Dazu gehört erstens der Ausbau von nachhaltiger Infrastruktur, etwa durch natürliche Überschwemmungsgebiete, die wie Schwämme wirken und das Wasser aufnehmen. Zweitens müssen Investitionen in Frühwarnsysteme und Katastrophenschutz Priorität haben. Drittens – und das ist entscheidend – müssen wir den CO₂-Ausstoß drastisch reduzieren, um die globale Erwärmung zu bremsen.
Doch Hand aufs Herz: Wie oft haben wir das schon gehört? Und wie oft haben wir uns gefragt, warum sich so wenig ändert?

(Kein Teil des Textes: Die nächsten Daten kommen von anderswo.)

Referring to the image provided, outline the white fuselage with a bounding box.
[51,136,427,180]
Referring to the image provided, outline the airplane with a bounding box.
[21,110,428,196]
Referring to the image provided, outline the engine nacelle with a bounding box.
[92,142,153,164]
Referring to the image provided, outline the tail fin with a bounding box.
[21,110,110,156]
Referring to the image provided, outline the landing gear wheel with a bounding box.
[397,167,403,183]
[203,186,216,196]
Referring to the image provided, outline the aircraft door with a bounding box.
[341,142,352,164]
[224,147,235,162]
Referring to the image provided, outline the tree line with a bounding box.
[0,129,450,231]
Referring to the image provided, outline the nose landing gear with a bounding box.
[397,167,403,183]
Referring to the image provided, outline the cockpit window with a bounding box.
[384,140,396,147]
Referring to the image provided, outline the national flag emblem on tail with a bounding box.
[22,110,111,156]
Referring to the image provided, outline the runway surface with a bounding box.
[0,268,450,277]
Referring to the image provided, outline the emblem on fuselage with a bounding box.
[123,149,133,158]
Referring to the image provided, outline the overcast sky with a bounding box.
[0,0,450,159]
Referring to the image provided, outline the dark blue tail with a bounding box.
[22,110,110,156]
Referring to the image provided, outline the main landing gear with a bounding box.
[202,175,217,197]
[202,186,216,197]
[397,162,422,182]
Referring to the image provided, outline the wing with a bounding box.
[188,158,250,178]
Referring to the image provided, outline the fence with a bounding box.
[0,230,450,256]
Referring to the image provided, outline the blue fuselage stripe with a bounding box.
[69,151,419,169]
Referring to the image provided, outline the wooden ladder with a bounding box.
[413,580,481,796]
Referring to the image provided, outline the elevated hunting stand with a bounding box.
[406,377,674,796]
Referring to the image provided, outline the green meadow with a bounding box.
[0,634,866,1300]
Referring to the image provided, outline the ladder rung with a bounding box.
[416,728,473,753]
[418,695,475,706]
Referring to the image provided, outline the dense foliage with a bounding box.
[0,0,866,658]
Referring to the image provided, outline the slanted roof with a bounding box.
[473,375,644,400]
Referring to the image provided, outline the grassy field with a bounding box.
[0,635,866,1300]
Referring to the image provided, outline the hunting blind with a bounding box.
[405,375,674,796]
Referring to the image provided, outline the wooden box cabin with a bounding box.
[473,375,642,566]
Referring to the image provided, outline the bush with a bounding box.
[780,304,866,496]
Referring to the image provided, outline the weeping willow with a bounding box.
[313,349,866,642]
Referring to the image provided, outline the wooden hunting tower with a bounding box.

Die menschliche Seite der Krise
Was bei all den wissenschaftlichen und politischen Debatten oft untergeht, ist die menschliche Dimension. Die Menschen in Josselin oder Vannes sind keine Statistiken. Es sind Familien, die ihre Häuser verlieren. Es sind Kinder, die nachts weinen, weil sie Angst vor der nächsten Flut haben.
Dabei geht es nicht nur um die Bretagne. Überall auf der Welt, von Bangladesch bis Florida, sind es vor allem die Schwächsten, die am meisten leiden. Der Klimawandel ist nicht nur eine ökologische Krise, sondern auch eine soziale – eine Krise der Gerechtigkeit.
Hoffnung trotz Sturmwolken
Doch so düster die Lage auch erscheint, es gibt Grund zur Hoffnung. Immer mehr Menschen erkennen, dass Veränderungen notwendig sind – und möglich. Städte wie Rotterdam zeigen, wie durchdachte Stadtplanung Überschwemmungen verhindern kann. Gemeinden in Kanada pflanzen Bäume und schaffen Grünflächen, um die Wassermassen bei Starkregen besser zu bewältigen.
Es mag nach kleinen Schritten klingen, doch sie sind der Anfang von etwas Größerem. Wenn wir handeln – entschlossen und gemeinsam –, können wir das Schlimmste verhindern. Die Frage ist nicht, ob das möglich ist. Die Frage ist, ob wir bereit sind, es wirklich zu wollen.
Quellen:
- IPCC (2021). „Sixth Assessment Report: The Physical Science Basis.“
- Météo France (2025). „Vigilance météorologique : Tempête Eowyn.“
- Frankreich 3 Bretagne (2023). Berichte zu Stürmen Céline und Ciaran.